- Ford CEO Jim Farley said on the company’s Q4 earnings call last week that it will invest $29 billion in autonomous vehicles (AVs) and electric vehicles (EVs) through 2025, a dramatic ramp-up of its spending in those areas.
- Farley said the company will take a “more aggressive” approach toward automation and electrification, having previously pledged to spend $11.5 billion on electrification through 2022. The company’s CEO said this new $22 billion commitment on electrification alone will help it be “a leader in the electric vehicle revolution around the world.”
- With a slew of partnerships and other ventures, Farley said Ford is also positioning itself to have its commercial AV business in operation by 2022, thanks in large part to artificial intelligence (AI) firm Argo AI, in which Ford invested $1 billion in 2017.
Farley said Ford’s moves toward further automation and electrification can improve its customer experience and its progress in areas like manufacturing, technology and its supply chain.

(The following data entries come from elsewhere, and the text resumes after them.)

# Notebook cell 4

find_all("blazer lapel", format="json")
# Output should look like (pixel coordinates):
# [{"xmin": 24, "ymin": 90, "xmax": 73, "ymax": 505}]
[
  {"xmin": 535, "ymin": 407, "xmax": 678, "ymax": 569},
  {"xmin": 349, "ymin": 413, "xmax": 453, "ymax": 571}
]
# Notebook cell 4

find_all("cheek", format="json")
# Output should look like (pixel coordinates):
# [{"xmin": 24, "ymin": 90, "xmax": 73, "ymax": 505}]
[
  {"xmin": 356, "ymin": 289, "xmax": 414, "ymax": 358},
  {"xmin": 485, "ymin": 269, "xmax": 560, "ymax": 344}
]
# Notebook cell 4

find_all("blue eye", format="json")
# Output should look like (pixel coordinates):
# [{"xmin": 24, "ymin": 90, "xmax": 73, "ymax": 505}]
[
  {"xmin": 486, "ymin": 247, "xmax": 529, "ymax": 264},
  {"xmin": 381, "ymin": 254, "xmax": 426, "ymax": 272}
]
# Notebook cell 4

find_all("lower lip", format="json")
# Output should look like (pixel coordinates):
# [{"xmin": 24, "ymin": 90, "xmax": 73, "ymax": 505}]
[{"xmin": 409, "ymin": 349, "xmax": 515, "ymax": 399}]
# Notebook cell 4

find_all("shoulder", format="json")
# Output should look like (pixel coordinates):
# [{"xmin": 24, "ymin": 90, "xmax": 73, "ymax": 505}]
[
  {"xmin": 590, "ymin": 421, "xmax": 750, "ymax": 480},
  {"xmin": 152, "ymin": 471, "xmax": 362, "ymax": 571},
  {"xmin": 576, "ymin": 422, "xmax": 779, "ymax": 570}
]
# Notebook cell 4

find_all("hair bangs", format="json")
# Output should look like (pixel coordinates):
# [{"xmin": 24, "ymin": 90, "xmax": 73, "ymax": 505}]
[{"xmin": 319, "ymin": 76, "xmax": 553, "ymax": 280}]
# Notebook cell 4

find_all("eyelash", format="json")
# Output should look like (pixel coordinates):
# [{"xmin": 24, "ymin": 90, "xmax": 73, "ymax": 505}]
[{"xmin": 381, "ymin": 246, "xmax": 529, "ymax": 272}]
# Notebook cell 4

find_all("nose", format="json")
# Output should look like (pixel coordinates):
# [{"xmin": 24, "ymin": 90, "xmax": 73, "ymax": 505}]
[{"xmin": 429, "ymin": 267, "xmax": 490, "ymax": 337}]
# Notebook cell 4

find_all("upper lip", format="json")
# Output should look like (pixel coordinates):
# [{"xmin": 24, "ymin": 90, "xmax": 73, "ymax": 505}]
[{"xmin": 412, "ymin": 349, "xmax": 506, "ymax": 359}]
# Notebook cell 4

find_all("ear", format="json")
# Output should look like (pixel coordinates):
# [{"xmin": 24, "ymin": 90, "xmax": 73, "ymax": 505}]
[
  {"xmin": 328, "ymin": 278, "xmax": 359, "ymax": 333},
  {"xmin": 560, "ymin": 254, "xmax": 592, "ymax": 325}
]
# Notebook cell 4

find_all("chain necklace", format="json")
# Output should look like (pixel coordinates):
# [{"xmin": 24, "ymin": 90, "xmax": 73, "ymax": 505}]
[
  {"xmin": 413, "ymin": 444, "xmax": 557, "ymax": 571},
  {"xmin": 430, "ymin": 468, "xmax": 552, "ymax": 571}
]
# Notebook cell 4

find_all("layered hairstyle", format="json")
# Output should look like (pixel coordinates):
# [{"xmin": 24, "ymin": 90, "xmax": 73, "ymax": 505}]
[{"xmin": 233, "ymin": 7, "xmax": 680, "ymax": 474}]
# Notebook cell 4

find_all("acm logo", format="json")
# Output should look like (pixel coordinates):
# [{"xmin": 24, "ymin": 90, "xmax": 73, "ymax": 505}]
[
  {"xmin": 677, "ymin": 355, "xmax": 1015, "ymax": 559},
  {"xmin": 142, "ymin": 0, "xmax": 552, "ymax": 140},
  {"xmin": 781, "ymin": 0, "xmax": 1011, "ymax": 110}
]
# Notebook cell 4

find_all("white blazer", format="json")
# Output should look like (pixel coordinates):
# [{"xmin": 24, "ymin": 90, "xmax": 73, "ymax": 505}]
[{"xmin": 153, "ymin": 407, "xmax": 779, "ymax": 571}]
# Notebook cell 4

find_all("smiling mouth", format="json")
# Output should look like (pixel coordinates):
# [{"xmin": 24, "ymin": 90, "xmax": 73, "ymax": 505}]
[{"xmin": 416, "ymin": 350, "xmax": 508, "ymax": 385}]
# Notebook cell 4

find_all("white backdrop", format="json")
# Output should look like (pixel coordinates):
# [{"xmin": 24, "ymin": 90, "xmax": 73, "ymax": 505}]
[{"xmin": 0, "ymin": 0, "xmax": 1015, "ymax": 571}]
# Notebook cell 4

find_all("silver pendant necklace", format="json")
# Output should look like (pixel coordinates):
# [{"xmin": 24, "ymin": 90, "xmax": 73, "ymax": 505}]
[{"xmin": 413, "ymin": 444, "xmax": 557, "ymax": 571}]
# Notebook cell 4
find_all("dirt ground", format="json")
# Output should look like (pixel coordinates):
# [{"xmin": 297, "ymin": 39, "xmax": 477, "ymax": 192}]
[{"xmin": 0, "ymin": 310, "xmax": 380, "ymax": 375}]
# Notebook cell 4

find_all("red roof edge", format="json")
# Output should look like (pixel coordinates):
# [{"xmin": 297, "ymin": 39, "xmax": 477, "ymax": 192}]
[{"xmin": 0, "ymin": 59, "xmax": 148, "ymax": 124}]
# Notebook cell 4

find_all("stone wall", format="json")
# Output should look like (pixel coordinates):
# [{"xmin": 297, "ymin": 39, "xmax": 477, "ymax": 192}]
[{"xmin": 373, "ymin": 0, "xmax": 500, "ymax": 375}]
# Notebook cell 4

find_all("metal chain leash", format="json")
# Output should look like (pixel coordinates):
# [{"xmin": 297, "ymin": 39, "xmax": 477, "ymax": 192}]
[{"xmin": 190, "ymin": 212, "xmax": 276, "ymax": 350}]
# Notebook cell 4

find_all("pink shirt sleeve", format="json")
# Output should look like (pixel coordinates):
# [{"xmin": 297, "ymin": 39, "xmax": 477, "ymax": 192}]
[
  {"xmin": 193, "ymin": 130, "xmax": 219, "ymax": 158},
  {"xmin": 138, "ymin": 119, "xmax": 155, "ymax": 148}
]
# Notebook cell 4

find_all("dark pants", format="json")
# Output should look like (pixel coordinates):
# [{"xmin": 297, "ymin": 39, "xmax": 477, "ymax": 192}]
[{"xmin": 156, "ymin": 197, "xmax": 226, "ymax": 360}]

Ford has also made a series of investments and explored new partnerships in recent years, in a bid to evolve as a mobility company rather than a traditional automaker — and it’s just one of several car companies approaching the future of mobility in this way.
At CES earlier this year, General Motors (GM) CEO Mary Barra said the auto sector is at an “inflection point” toward greater EV adoption — a sentiment that Farley echoed during the earnings call. He noted that one in 10 vehicles sold in Europe in December were “pure electric,” while EV sales in China continue to grow.
“It’s early in the transition, but the trend is clear,” Farley said. “[The] reality is the customers, including in the US, are increasingly giving E-mobility greater consideration.”
With its forays into software and technology, Farley said he believes Ford is ready to move forward into the new generation of AVs and connected vehicles. He touted the recently announced partnership with Google to make use of the company’s expertise in AI, machine learning and data analysis as well as its cloud capabilities.
Meanwhile, the company has also provided transit agencies with free demand response software, consulting and planning services and partnered with Microsoft to use “quantum-inspired technology” to address traffic congestion.
Ford has been testing its AVs in cities including Austin, TX and Washington, DC, and Farley said the landscape is now “vastly different” as self-driving cars are tested increasingly on public roads, rather than being “largely in labs.”
Even Ford’s micromobilty arm Spin, which it acquired in 2018 for $100 million, has experimented with automation following a recent partnership with software company Tortoise to bring teleoperated three-wheeled e-scooters to cities across North America and Europe. Spin also recently partnered with internet of things (IoT) solutions provider Drover AI to equip scooters with sensors, a camera and on-board computing power to enable real-time sidewalk or bike lane riding detection and parking validation.
Farley said Spin will “continue to grow” its network of scooters, especially as the economics improve and as that method of travel “has become more relevant in a COVID world as people explore alternative modes of transportation.” A Spin spokesperson did not respond to requests for comment on what that growth may look like.